# Flights



## Den13 (Mar 3, 2013)

Hey people, don't know if I am in the right section but I am looking for some flights from Edinburgh to Malaga, 19th to 22nd of September. 
just a wee brake but the prices seam ridiculous £227 for 4star hotel but £800 for flights :0 just on the off chance there is some jet-setters amongst us any help would be appreciated oh it's for to adults as we'll thanks


----------



## Den13 (Mar 3, 2013)

And prefer both flights to be in the morning no transfers the cheapest I've come up with is £522


----------



## Kerr (Mar 27, 2012)

Try flight scanner.

I can see flights from Edinburgh for £112 each.
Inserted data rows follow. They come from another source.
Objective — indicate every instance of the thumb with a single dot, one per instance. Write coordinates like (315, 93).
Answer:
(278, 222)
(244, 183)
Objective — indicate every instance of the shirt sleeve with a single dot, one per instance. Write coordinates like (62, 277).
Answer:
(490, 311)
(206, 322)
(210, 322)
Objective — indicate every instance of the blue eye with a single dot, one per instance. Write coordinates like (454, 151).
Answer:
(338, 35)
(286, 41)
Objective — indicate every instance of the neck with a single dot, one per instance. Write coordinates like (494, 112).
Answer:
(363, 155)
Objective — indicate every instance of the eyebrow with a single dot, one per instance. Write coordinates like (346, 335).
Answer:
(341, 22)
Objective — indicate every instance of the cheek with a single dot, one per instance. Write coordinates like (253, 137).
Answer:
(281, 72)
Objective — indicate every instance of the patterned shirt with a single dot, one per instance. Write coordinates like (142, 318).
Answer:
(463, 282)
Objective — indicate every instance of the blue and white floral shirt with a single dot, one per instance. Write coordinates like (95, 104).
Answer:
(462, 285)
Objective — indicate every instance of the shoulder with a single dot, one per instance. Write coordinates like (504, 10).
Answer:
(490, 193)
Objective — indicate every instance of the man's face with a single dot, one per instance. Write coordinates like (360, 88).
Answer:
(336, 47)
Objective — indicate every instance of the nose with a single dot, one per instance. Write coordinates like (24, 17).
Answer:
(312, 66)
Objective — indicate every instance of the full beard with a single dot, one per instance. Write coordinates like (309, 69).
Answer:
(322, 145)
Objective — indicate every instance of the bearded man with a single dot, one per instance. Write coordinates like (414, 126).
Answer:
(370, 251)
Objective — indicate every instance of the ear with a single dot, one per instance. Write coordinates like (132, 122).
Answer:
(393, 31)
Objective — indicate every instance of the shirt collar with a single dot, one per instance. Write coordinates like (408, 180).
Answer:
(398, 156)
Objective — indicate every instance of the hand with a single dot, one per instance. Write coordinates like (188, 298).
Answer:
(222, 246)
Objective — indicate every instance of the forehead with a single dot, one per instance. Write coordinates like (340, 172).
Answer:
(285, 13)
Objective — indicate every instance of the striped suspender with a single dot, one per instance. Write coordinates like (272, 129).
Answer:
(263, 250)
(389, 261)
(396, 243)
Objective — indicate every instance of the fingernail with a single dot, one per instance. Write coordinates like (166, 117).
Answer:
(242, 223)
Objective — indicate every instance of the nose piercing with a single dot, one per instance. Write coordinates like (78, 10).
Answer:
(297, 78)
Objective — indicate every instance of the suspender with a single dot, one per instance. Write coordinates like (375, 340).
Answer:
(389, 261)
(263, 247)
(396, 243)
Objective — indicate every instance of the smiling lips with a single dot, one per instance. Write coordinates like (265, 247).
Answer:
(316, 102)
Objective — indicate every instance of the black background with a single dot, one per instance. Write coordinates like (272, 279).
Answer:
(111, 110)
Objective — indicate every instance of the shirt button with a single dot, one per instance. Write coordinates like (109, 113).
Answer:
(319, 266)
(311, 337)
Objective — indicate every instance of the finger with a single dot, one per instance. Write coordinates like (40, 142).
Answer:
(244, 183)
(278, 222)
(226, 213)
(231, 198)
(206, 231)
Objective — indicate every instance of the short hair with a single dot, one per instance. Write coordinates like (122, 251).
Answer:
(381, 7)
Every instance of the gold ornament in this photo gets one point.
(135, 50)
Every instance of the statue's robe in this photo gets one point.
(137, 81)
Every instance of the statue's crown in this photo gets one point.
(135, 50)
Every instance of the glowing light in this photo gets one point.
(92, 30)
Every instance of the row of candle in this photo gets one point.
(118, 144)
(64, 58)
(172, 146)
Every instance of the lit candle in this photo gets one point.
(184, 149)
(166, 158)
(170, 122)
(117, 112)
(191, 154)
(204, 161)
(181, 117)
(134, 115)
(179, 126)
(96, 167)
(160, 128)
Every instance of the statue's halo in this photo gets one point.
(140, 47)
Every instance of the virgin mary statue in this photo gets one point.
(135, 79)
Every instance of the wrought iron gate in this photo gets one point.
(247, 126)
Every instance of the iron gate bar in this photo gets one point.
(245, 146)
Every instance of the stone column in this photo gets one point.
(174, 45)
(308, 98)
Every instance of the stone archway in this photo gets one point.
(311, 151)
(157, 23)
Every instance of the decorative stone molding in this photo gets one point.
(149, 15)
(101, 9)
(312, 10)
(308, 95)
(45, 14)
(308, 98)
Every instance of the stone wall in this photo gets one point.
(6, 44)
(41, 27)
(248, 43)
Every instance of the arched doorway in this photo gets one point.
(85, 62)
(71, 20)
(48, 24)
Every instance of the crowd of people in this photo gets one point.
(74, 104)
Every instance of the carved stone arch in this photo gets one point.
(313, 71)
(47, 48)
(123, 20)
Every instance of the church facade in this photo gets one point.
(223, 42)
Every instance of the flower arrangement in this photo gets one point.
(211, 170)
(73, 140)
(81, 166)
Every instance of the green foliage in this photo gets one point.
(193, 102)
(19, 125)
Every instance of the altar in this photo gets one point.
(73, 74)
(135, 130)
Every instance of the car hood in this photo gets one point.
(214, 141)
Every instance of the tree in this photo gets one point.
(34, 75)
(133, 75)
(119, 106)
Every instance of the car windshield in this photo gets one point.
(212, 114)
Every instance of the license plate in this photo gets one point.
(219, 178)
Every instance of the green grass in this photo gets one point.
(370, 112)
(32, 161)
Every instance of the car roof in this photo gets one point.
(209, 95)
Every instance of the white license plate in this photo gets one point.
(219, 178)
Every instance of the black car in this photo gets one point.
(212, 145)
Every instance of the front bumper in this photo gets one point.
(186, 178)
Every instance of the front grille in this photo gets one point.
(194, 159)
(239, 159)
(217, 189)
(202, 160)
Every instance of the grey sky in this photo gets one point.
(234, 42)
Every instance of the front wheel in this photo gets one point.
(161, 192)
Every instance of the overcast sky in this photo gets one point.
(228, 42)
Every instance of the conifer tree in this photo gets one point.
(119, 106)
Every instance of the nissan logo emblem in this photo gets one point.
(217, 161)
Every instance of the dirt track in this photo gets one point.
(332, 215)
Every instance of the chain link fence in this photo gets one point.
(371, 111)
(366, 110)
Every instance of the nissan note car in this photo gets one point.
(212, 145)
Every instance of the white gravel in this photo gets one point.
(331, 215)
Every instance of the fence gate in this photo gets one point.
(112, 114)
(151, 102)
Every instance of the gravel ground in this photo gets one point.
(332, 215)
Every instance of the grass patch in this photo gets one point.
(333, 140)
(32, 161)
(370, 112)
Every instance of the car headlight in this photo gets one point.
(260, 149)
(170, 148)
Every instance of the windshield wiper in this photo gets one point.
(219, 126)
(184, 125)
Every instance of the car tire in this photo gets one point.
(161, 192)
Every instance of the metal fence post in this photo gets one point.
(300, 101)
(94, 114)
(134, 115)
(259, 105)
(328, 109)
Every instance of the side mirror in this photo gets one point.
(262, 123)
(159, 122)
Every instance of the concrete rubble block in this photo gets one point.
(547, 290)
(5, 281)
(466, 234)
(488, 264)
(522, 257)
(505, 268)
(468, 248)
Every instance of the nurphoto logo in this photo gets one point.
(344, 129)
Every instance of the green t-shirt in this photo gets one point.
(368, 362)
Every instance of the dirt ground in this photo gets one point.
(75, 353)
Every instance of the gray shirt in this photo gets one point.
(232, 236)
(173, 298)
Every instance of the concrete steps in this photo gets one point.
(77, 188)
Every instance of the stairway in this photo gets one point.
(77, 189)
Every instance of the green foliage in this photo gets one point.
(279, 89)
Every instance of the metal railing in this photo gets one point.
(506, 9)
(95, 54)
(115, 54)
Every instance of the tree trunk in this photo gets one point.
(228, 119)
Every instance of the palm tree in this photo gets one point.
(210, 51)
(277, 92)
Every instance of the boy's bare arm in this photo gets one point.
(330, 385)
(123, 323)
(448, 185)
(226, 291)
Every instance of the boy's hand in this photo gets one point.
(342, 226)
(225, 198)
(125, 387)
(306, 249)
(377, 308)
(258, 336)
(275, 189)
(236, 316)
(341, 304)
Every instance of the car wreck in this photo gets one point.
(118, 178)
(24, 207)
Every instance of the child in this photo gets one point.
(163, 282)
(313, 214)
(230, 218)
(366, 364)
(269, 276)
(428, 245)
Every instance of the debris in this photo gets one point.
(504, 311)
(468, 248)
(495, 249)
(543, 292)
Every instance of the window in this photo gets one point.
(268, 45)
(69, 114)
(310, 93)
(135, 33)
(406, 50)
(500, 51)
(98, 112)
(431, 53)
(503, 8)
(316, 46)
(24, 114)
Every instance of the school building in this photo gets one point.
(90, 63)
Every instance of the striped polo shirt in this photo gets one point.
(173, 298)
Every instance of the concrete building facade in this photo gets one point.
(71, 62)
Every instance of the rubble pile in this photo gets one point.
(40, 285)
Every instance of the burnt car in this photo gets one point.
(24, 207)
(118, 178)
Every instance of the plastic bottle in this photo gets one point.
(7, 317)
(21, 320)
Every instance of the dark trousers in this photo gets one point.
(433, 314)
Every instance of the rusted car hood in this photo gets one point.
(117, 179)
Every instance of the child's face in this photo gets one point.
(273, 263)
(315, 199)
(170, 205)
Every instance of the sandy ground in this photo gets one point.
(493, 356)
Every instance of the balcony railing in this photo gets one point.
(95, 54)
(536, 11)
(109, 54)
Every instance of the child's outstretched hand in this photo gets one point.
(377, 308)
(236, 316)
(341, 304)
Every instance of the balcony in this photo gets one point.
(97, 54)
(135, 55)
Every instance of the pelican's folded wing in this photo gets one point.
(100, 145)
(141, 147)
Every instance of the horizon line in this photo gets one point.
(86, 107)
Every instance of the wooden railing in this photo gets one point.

It is a later arrival on Friday. £212 if you want to fly out early on Friday.

Prestick has flights too.

All flights seem to be late back on Sunday.


----------



## Den13 (Mar 3, 2013)

Thanks just looking at more just now and coming back on Monday


----------



## SteveTDCi (Feb 8, 2006)

We do Luton to Malaga in December, a couple of years ago it worked out around £50 return, now its nearer £80, try and not take any luggage, skyscanner is a good place to start, have a look at the likes of british airways too. Although you would probably have to fly to london and then to malaga.

Where are you staying in the Costas ?


----------



## Rinzler (Aug 19, 2013)

Depending on what carrier you choose prices will obviously vary, but if your looking for the cheapest ryanair offer a direct flights from edinburgh to malaga £283. Its a no frills airline and you get 10 kilos free carry on luggage you won't need any more for 3 day trip - which will keep the costs low. 

hope this helps you


----------



## Kiashuma (May 4, 2011)

Packages with flights, transfers and accomodation start from £235 per person on these dates for nice self catering in Benalmadena. Hotels are from £284 per person for a 4 star :thumb:


----------



## SteveTDCi (Feb 8, 2006)

Malaga to benalmadena on the train is roughly 2 euros each way


----------